With Young Enterprise you can only have 1 MD per team, but each student whether or not they take this role is actually an MD of themselves. A successful Young Enterprise team will have not 1 but 15 MD’s all taking responsibility for their role in the success of a team. They each have to conduct themselves as if they are an MD for their particular job role. They must lead it, be innovative, think outside of the box, delegate to others and also help other MD’s with their roles, not just be narrow minded to do their job and think that’s the end of it. I guess this is another important point that yes an MD can be competitive, but they also know how to collaborate, share lessons and learn from each other. I hope this can be the case for the MDs of SHS Young Enterprise in 2014/2015.

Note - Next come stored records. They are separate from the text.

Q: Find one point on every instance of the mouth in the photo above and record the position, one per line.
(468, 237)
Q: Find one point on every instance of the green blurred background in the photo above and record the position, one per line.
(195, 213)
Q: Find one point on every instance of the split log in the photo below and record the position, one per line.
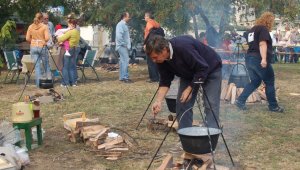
(110, 154)
(121, 145)
(80, 124)
(91, 131)
(102, 134)
(118, 140)
(73, 136)
(128, 142)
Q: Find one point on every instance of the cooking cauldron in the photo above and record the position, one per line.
(195, 140)
(171, 102)
(46, 83)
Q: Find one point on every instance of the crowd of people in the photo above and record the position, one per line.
(194, 62)
(42, 35)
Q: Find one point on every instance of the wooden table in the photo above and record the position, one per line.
(27, 127)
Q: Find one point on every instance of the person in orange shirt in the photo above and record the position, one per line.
(38, 36)
(152, 68)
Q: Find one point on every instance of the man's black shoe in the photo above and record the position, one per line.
(277, 109)
(152, 81)
(240, 105)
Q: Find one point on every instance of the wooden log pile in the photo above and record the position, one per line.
(230, 93)
(100, 138)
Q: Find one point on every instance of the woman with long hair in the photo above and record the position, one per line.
(38, 36)
(258, 62)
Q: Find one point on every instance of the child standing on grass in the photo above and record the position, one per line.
(65, 44)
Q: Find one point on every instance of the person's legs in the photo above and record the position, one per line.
(287, 55)
(72, 70)
(34, 51)
(212, 90)
(65, 71)
(253, 67)
(46, 72)
(269, 80)
(184, 111)
(152, 70)
(124, 61)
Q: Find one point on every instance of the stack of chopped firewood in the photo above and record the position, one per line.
(105, 142)
(230, 93)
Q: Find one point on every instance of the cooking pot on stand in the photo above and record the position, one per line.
(46, 83)
(195, 140)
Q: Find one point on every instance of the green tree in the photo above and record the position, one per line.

Personally, I think being an MD is the greatest job on the planet (apart from being a husband!!!), but it’s a job that I share with 7 billion other people all across the world. Each and every single one of us has a responsibility to be an MD of ourselves and help others be the MD of themselves. You, yourself are an idea. Build on that idea. Develop it, but most importantly own it. Be the MD you can be. For the students of Young Enterprise, remember each of you are MD’s and help each other out!